Who needs Pakistan as an enemy state…

Filed under: India — Jag @ 6:46 am

When we can do grave damage to ourselves without any assistance from them?

I’m not talking about the embarassment of the Commonwealth Games or the 2G Telephony scam that followed, which ought to cause every Indian to hang his head in shame. What I am talking about is a few excellent self-goals that India has scored in the past few weeks.

The first was when the government proposed to allow foreign retailers (e.g. Wal-mart) to open shop in India, with up to 51% ownership. If the government really acted on behalf of all Indians (and not a vocal minority of middlemen and traders), it would have rolled out the red carpet for Wal-Mart and Target. Much of India’s supply chain is in tatters. By one reckoning, 40% of produce rots without it ever reaching store shelves, because of the sorry state of infrastructure. The government buys copious quantities of wheat, and lets it rot in the open, for lack of storage space. Much retail trade has to travel through many hands from producer to consumer, with each one taking a cut. As a result, the Indian consumer pays unconscionably high prices, while the poor farmer receives a pittance for the same produce.
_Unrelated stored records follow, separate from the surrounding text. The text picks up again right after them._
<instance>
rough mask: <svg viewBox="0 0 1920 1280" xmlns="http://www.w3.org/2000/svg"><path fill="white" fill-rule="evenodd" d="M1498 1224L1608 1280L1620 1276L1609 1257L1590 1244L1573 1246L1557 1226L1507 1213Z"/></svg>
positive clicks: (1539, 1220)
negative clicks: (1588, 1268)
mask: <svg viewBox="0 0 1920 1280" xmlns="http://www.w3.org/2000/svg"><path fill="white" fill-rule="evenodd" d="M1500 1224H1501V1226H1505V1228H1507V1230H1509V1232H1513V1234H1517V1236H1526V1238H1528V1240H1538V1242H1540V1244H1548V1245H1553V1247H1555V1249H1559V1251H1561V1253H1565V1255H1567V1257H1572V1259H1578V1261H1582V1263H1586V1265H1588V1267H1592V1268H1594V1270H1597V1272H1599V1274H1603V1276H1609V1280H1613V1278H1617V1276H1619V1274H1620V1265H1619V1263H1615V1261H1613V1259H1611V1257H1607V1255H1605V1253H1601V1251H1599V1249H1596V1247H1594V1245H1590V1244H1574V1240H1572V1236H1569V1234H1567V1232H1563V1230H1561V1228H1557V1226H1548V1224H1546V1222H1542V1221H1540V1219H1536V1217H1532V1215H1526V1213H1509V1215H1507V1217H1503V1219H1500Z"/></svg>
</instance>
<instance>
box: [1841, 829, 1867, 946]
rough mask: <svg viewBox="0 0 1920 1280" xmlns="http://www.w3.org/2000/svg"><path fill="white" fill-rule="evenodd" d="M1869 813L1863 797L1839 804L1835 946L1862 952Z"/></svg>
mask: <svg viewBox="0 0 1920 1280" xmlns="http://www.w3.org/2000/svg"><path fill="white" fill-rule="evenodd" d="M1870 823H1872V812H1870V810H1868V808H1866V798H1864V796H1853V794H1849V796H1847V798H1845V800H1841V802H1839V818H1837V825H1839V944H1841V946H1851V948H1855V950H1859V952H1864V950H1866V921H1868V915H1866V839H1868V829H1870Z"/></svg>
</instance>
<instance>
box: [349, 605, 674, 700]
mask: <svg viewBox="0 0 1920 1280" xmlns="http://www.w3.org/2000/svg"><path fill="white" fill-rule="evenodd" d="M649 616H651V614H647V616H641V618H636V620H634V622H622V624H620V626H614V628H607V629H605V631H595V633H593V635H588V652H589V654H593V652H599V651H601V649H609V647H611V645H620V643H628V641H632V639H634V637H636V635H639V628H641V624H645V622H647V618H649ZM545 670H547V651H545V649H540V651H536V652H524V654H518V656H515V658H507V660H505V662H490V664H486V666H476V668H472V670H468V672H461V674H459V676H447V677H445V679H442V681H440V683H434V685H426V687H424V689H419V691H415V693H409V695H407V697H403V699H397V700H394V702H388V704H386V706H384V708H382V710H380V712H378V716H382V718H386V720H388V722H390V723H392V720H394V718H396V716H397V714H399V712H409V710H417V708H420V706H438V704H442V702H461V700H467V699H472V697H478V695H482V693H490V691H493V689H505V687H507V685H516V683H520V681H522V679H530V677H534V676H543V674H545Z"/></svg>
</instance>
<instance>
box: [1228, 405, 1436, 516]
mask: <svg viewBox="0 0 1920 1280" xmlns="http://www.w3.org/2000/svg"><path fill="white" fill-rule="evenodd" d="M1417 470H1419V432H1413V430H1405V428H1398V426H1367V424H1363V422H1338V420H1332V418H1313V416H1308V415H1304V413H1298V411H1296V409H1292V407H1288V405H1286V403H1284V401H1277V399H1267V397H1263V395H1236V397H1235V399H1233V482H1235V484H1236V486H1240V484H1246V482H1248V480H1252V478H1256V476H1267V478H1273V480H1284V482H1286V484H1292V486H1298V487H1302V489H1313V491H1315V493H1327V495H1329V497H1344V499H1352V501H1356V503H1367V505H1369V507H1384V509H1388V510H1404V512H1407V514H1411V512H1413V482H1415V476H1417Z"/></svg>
When the government rolled back its decision to allow foreign investment in retailing, it did so based on the outcry from the opposition. The prime opposition party, the BJP counts the banias, the small-scale middlemen and traders who stand to lose most from this disintermediation. The government’s own allies, such as the Trinamul Congress, see evil in any form of market economy; they were the ones that caused Tata to relocate its Nano factory away from impoverished Bengal. Thus, we had the spectacle of the opposition rightists, leftists and centrists all protesting vociferously against something that would have brought much of the now-rotting produce to market and driven down inflation.
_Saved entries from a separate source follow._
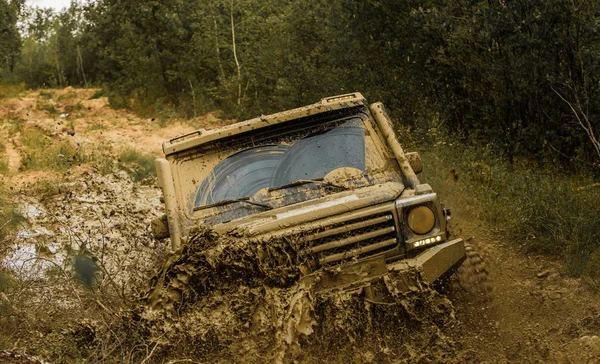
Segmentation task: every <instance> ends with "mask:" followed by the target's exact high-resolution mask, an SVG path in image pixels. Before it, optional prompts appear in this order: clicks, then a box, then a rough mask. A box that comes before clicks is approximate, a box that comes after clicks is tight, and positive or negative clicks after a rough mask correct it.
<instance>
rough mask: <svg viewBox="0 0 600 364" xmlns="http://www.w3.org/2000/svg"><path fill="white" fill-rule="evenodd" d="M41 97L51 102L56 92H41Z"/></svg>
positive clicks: (41, 90) (42, 90) (51, 91)
mask: <svg viewBox="0 0 600 364" xmlns="http://www.w3.org/2000/svg"><path fill="white" fill-rule="evenodd" d="M40 97H41V98H43V99H46V100H50V99H51V98H53V97H54V91H46V90H41V91H40Z"/></svg>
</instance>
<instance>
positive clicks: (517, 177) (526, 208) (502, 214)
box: [422, 141, 600, 278]
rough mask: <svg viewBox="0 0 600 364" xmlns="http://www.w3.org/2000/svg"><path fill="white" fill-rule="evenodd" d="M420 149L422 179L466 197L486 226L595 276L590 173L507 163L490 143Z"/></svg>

The second act of hara-kiri is just unfolding. As it turns out, a few mobile telephony operators got together and hammered out a pact to provide seamless nationwide roaming to their subscribers. In any other country, this would be welcome news, not the least because the market worked to provide what consumers wanted. The government however, thought it fit to question this providers on their audacity to make a deal among themselves without involving the government. Presumably, the bureaucrats and politicians are upset that they did not get a cut of the proceeds, as is de rigueur in such situations.

I feel sad that every time it appears India will break out of the socialist-Nehruvian mold of statist economic thinking that has held it back for sixty years, something comes right along to push it back into the morass that it has struggled in all these years.